Neurones aiguisés contre neurones atrophiés : le double jeu de ByteDance

Souvent critiqués pour leur impact sur l’attention, la santé mentale ou la diffusion de fausses informations, les réseaux sociaux recèlent aussi un potentiel éducatif considérable.

Leur capacité à capter l’attention et leur adoption par les jeunes générations en font des outils d’apprentissage à part entière — à condition d’être conçus et régulés dans ce sens.

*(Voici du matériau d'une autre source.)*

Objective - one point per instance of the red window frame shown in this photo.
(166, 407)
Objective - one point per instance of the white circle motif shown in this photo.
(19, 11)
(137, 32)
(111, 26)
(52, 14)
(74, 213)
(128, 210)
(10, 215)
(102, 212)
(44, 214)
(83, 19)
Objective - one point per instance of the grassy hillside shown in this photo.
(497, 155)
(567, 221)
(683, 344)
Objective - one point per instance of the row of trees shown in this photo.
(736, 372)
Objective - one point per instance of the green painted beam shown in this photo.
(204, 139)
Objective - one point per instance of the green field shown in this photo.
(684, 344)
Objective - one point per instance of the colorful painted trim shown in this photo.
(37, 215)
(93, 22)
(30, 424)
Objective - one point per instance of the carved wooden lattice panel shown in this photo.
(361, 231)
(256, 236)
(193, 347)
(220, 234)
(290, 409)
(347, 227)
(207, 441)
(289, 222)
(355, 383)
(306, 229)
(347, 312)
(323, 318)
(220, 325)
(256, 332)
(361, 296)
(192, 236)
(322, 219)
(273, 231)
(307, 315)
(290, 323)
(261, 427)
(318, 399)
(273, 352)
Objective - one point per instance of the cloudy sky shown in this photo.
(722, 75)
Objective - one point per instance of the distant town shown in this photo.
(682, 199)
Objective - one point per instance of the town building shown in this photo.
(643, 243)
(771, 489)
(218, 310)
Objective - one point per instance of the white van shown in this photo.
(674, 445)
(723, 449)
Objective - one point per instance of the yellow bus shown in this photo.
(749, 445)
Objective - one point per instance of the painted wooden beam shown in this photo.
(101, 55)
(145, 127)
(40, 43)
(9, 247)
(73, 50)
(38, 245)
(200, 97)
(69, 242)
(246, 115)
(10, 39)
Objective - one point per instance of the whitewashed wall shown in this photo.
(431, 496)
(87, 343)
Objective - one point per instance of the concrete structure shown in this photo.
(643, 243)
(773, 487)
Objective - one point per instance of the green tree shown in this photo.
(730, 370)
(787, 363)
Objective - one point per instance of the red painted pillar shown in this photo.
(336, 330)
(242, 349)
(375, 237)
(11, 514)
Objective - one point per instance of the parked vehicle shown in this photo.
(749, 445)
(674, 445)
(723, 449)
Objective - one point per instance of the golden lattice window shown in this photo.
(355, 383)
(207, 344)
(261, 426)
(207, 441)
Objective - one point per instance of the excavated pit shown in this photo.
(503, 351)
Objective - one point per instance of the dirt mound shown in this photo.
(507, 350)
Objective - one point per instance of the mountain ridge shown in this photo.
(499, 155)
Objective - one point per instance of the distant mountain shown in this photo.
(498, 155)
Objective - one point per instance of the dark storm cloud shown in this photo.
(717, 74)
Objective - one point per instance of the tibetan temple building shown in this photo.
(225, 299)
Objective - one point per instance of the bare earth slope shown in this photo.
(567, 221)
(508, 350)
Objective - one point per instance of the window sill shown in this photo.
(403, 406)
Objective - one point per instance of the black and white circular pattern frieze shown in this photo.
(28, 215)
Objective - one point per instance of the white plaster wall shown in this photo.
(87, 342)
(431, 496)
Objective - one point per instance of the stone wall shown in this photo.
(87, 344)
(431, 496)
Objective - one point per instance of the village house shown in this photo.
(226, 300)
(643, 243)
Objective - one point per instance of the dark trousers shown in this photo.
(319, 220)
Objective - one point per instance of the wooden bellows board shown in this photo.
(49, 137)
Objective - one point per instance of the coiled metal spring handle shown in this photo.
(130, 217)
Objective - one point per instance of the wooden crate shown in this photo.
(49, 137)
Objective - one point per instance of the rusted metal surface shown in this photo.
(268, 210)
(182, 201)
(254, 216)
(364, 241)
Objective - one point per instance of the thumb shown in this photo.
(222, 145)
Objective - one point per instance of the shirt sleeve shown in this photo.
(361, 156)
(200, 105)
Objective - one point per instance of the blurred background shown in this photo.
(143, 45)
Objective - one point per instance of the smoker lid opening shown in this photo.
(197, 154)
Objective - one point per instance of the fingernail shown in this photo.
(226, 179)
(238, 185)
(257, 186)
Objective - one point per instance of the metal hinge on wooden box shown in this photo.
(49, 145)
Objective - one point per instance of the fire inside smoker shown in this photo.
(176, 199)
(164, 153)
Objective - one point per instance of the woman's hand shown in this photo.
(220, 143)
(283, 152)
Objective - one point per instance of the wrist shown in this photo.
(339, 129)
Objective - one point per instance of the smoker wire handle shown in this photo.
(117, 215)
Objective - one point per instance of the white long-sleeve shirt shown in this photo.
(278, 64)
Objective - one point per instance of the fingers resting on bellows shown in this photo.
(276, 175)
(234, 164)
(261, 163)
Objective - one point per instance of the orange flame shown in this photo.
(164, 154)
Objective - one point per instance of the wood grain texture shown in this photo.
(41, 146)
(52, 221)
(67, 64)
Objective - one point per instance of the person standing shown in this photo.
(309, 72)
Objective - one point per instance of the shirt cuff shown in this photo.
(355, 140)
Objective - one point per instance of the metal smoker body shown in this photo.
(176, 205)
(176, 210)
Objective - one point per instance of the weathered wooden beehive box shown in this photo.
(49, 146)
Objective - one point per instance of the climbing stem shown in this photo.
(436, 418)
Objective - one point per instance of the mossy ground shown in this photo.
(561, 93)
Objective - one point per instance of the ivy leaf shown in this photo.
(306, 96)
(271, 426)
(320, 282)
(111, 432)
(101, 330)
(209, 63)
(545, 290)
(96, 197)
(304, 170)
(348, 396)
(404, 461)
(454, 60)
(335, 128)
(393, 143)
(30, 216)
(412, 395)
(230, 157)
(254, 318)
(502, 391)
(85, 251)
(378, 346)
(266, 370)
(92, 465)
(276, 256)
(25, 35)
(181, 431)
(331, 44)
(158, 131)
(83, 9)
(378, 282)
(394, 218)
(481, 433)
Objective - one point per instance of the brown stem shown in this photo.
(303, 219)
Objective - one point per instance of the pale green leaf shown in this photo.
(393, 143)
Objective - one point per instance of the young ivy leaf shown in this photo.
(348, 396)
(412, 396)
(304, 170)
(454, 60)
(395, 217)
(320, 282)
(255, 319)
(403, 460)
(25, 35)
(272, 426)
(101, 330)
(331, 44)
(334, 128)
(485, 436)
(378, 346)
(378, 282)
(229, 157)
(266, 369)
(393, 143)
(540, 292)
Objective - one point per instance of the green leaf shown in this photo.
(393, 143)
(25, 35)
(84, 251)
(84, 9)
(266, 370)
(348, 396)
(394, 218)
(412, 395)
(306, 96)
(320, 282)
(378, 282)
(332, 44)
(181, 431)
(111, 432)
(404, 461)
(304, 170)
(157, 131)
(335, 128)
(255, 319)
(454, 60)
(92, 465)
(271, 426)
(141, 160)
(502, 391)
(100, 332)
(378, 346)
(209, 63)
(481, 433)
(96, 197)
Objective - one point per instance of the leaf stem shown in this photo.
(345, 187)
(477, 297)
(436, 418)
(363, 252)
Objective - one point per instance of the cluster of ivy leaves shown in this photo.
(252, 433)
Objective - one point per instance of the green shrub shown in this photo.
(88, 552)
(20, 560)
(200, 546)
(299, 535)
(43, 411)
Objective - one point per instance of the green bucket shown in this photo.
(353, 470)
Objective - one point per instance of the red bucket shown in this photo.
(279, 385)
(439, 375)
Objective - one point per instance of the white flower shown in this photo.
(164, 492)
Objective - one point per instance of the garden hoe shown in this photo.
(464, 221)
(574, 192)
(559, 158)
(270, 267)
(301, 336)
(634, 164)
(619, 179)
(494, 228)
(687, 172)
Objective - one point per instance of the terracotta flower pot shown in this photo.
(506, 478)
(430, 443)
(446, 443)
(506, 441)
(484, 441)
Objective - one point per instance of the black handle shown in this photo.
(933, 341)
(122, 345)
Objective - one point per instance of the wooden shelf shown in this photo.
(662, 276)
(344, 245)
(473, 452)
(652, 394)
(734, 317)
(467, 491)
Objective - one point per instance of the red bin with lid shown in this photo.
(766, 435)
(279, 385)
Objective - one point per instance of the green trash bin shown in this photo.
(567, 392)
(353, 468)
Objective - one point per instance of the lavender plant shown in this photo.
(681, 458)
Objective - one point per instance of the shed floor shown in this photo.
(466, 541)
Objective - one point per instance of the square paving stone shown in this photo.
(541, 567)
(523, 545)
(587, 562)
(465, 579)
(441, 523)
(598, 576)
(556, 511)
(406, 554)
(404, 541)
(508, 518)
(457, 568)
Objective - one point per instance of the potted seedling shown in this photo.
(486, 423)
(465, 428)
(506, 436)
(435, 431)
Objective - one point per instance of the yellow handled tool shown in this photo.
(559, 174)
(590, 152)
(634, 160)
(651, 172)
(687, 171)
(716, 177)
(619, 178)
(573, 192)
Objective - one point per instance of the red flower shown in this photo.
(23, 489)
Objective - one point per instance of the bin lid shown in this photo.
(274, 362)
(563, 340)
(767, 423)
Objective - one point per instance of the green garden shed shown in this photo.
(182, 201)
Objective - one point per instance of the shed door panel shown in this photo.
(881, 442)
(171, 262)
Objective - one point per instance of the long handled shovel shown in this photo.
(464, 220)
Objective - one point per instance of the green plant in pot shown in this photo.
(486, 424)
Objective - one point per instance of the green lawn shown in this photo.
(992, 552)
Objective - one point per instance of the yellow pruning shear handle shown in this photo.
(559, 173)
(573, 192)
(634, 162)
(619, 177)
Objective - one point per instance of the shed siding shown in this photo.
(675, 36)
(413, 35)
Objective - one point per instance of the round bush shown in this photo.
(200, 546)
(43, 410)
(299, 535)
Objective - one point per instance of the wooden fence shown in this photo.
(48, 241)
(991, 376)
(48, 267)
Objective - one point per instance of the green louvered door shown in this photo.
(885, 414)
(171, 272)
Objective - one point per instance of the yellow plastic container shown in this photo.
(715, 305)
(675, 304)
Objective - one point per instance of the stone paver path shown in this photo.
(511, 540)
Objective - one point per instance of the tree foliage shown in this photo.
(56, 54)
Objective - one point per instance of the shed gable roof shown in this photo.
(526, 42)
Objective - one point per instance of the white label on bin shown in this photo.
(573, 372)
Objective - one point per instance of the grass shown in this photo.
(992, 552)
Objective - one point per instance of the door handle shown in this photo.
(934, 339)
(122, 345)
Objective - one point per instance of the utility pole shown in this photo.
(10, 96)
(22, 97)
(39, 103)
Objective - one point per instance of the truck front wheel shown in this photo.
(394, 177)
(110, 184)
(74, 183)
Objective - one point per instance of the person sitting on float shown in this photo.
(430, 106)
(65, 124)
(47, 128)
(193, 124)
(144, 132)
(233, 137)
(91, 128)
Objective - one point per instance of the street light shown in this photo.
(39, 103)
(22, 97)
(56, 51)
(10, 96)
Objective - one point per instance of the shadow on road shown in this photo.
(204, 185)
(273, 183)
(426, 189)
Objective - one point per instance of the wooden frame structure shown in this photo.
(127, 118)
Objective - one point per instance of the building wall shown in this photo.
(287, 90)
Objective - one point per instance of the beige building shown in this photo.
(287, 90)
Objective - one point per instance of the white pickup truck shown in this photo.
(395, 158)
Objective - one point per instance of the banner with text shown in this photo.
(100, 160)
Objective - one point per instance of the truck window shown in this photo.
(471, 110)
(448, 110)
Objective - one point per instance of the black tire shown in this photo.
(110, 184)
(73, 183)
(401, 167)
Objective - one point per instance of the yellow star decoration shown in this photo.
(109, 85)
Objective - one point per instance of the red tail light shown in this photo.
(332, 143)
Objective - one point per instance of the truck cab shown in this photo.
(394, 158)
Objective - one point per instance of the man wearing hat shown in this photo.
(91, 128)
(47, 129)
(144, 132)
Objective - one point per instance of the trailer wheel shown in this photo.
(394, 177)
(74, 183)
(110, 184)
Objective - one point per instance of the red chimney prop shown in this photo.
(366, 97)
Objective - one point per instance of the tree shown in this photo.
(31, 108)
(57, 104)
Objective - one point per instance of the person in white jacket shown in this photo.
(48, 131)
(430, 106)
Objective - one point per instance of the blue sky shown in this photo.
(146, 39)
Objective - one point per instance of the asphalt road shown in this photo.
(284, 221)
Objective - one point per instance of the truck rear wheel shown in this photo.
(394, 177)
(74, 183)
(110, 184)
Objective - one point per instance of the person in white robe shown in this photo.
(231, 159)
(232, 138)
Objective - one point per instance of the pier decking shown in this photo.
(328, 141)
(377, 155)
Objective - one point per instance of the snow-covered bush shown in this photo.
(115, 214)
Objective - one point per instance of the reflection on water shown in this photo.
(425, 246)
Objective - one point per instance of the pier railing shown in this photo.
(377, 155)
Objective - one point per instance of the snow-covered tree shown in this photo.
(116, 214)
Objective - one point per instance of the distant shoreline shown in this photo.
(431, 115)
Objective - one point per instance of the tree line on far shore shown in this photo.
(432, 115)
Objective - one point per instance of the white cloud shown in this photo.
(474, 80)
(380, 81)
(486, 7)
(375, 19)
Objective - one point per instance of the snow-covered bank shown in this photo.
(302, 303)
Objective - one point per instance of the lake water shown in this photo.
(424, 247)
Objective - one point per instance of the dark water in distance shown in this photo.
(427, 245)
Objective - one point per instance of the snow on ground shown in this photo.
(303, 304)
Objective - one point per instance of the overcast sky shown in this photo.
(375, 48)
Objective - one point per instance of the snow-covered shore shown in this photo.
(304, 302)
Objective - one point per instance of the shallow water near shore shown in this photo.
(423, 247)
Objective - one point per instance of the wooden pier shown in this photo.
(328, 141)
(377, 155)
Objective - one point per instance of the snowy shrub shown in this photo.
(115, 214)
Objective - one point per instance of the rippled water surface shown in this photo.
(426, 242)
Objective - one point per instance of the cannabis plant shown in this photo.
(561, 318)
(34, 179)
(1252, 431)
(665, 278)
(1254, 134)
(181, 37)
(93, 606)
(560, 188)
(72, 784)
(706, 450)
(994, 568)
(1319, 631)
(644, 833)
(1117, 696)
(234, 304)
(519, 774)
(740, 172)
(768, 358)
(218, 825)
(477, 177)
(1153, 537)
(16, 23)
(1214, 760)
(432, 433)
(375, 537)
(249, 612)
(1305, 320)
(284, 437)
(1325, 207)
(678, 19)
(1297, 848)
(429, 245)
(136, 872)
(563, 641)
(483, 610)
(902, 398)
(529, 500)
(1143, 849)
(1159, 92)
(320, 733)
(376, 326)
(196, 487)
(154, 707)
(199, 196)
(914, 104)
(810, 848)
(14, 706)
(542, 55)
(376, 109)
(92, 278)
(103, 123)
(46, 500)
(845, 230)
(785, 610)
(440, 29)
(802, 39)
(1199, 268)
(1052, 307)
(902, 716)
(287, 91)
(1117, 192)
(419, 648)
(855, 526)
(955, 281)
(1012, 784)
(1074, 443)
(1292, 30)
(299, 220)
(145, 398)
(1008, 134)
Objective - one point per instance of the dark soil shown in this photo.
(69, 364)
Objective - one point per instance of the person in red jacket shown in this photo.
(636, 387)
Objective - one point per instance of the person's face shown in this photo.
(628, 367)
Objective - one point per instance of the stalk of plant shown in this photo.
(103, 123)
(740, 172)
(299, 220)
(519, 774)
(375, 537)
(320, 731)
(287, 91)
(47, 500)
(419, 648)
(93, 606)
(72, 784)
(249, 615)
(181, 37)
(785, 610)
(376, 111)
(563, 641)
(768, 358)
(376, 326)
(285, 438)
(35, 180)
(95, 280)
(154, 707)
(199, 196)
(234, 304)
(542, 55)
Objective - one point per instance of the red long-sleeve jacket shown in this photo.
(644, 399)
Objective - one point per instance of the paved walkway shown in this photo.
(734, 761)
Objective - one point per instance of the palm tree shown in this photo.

L’exemple de TikTok, utilisé de façon radicalement différente en Chine (Douyin) et aux États-Unis, illustre cette dualité — et révèle une véritable « guerre de l’éducation ».

Les origines

La société technologique ByteDance, dont le siège est à Pékin, a d’abord lancé Douyin en septembre 2016 pour le marché chinois et TikTok en 2017 pour les marchés hors de Chine. Douyin a été intentionnellement configuré pour se conformer aux réglementations chinoises, fonctionnant sur des serveurs en Chine distincts de ceux utilisés par TikTok. La séparation structurelle de ces deux entités témoigne également de la nécessité de naviguer à la fois en Chine et dans le régime réglementaire mondial en tant que juridictions distinctes.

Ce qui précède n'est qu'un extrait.